Les progrès (médiatiques) de la conférence franco-égyptienne de Charm el-Cheikh ont permis de figer le curseur de l'injustice sur la règle des inconvénients réciproques à un instant T, jusqu'à ce que les Américains viennent y poser leur doigt et le meuve d'un côté ou de l'autre ; mais de justice il n'est pas question. Il ne fut jamais question de laisser au peuple palestinien d'espace vital. Les diplomaties occidentale et arabe l'ont bougnoulisé dès le début !

Flyer No Justice No peace
La confiscation européenne de la Palestine au bénéfice des survivants de l'holocauste allemand est une tragédie irréparable si l'Occident ne fait pas aujourd'hui leur place aux premiers résidents, soit sur les terres encore disponibles soit dans les états voisins. L'établissement d'un Etat palestinien est moins important que l'espace vital. De cette justice naîtra la paix.

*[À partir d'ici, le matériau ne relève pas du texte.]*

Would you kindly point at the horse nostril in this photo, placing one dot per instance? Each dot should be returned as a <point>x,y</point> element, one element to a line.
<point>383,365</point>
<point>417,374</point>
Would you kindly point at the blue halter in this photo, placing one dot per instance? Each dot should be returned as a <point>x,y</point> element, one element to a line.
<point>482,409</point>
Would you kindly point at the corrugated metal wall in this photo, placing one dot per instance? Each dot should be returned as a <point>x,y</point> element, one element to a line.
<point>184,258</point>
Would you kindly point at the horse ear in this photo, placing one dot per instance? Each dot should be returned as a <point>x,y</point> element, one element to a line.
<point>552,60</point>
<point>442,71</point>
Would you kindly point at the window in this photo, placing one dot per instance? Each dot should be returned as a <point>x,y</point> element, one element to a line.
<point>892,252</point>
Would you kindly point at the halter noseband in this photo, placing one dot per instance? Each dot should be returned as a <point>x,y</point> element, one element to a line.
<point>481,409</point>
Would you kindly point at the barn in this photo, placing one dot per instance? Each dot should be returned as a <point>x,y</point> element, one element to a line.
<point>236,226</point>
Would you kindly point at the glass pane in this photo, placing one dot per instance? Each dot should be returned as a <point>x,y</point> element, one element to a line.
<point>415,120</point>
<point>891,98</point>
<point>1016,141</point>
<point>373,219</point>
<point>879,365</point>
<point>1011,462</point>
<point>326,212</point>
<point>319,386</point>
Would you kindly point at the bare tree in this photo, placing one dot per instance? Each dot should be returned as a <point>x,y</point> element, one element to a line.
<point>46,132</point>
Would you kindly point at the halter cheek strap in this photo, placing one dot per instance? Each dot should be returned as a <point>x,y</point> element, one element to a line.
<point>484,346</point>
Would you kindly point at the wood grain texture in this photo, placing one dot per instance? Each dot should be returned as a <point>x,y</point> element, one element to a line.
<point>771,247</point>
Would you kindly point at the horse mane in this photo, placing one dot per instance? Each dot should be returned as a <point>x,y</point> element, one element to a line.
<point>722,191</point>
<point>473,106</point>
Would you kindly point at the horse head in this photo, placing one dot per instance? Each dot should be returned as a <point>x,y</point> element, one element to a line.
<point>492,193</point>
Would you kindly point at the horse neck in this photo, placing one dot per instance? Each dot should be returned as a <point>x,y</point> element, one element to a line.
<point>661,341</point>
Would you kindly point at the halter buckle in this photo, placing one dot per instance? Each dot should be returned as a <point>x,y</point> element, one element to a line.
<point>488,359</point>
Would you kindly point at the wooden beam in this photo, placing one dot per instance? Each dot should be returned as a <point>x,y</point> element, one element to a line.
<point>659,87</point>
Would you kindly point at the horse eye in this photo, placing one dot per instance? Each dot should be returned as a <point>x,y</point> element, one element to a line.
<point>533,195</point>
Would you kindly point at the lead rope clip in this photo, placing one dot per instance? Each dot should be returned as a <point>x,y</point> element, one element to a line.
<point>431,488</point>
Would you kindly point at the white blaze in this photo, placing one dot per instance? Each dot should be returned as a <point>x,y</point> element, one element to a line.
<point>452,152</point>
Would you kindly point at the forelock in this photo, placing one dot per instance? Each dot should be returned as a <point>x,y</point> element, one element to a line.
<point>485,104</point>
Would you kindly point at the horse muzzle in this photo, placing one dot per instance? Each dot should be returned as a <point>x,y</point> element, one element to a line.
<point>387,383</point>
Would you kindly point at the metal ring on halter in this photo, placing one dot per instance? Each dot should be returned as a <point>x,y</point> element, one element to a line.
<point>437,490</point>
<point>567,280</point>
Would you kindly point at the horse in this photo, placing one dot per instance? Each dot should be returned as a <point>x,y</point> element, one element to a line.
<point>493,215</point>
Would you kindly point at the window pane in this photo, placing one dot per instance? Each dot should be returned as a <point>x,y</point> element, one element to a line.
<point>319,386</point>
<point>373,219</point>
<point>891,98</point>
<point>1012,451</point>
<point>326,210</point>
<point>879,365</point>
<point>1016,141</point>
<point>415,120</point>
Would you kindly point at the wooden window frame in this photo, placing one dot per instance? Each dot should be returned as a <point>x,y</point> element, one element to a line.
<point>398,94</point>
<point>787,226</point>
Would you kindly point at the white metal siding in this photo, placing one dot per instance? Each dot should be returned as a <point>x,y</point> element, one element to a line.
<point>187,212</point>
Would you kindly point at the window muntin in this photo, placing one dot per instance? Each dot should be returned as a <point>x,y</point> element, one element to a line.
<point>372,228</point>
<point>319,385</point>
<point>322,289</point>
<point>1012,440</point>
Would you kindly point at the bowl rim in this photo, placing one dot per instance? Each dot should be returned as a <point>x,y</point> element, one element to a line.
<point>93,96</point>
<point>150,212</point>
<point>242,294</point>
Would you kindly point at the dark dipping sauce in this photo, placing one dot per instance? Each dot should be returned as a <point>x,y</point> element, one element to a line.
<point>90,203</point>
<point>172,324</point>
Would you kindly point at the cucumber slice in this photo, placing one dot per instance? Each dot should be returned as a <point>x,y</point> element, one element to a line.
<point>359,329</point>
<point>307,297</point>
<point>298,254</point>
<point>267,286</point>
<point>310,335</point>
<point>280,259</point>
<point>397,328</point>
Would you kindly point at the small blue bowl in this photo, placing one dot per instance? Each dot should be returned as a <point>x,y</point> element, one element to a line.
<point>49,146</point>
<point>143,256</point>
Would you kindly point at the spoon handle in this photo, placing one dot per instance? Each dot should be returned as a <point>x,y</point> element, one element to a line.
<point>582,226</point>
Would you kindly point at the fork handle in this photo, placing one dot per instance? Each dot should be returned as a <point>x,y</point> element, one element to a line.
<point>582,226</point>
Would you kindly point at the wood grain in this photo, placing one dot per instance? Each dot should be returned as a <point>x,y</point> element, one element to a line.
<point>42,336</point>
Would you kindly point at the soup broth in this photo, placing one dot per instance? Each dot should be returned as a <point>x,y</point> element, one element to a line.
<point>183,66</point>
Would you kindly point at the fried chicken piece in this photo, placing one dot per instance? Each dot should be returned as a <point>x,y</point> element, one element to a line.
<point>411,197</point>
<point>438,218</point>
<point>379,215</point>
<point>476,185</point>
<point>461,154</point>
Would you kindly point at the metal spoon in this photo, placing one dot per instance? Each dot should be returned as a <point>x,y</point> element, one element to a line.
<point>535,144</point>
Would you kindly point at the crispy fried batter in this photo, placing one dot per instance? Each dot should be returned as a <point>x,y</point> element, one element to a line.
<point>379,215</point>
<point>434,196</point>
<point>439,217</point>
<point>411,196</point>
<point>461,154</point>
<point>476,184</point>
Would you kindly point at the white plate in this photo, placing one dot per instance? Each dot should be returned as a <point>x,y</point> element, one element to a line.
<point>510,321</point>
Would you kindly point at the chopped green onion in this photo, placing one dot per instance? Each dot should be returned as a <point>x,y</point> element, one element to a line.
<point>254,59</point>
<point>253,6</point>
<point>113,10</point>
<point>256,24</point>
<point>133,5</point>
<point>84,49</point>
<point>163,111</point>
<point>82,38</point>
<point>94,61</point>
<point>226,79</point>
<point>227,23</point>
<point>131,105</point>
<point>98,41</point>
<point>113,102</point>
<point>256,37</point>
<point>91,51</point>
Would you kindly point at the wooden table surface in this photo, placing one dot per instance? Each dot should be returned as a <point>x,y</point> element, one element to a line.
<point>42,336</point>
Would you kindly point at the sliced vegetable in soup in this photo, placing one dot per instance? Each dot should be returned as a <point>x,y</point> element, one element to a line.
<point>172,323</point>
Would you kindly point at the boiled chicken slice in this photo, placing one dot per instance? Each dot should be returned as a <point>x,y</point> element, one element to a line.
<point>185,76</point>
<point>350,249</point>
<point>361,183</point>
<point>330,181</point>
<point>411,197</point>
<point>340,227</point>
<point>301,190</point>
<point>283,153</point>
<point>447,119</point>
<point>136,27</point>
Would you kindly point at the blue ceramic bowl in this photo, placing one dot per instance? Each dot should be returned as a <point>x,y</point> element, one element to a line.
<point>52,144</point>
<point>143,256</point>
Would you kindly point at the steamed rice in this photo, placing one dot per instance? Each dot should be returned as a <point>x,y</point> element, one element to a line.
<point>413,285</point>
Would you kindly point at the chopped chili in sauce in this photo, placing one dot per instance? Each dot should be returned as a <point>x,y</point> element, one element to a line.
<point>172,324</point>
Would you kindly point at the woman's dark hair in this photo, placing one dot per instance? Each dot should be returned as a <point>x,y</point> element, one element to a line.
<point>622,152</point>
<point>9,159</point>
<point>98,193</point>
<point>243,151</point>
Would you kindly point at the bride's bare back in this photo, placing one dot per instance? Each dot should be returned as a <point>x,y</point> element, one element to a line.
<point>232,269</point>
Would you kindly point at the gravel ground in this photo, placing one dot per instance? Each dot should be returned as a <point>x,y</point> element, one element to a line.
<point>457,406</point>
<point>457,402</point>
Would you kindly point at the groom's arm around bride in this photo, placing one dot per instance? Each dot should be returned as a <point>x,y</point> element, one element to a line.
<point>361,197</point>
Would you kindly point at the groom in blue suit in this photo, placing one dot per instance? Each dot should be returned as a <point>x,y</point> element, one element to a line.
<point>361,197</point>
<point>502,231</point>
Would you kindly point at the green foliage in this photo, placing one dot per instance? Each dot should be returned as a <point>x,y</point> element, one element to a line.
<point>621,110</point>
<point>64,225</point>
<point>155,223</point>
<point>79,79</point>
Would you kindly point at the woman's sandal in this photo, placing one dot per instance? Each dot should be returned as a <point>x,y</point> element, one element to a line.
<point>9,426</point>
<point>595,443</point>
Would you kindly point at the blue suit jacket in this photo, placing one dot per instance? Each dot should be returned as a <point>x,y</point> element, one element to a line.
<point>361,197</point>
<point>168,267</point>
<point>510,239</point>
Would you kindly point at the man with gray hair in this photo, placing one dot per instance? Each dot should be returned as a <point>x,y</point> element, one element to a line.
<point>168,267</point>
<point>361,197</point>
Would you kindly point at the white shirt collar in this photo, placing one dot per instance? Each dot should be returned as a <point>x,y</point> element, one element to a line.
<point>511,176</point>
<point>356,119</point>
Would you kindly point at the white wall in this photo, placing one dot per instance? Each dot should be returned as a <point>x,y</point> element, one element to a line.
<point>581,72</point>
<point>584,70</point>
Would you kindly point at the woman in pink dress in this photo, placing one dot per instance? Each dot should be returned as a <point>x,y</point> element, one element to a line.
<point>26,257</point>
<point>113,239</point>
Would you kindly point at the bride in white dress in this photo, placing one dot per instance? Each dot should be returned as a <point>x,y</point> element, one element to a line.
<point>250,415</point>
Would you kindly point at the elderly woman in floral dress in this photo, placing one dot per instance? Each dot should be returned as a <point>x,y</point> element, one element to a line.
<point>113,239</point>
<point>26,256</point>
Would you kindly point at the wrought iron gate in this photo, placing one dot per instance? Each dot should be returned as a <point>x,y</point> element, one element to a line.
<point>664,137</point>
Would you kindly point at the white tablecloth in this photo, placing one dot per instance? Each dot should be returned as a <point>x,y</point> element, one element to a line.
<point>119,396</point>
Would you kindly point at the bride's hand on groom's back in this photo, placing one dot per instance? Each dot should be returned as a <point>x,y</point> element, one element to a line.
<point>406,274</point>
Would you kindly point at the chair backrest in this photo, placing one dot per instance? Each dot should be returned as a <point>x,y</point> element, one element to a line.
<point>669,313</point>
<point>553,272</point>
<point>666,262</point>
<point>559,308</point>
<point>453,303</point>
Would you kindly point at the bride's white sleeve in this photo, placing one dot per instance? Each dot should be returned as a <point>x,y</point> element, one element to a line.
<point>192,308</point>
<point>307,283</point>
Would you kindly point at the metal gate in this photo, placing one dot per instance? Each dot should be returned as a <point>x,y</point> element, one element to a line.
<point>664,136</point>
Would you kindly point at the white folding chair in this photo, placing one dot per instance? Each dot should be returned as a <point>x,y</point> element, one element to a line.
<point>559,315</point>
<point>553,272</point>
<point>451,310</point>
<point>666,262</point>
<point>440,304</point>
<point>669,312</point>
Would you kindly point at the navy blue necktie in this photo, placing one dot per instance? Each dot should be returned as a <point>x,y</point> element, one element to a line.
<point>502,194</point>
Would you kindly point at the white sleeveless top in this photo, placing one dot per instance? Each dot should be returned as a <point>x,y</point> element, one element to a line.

Mais peut-être, si l'on continue cette hypocrisie, l'invoquera-t-on à grands cris dans trente ans, lorsque la bascule démographique aura mis en péril Eretz Israël, et que la chimiothérapie naturelle palestinienne et bédouine qui l'entoure, seront venue à bout du cancer de la colonisation sioniste.
Patience, mourrez tranquilles, la lumière est au bout du tunnel, vous verrez d'en haut les fils de Sion crier "justice, justice !" en sautant comme des cabris ...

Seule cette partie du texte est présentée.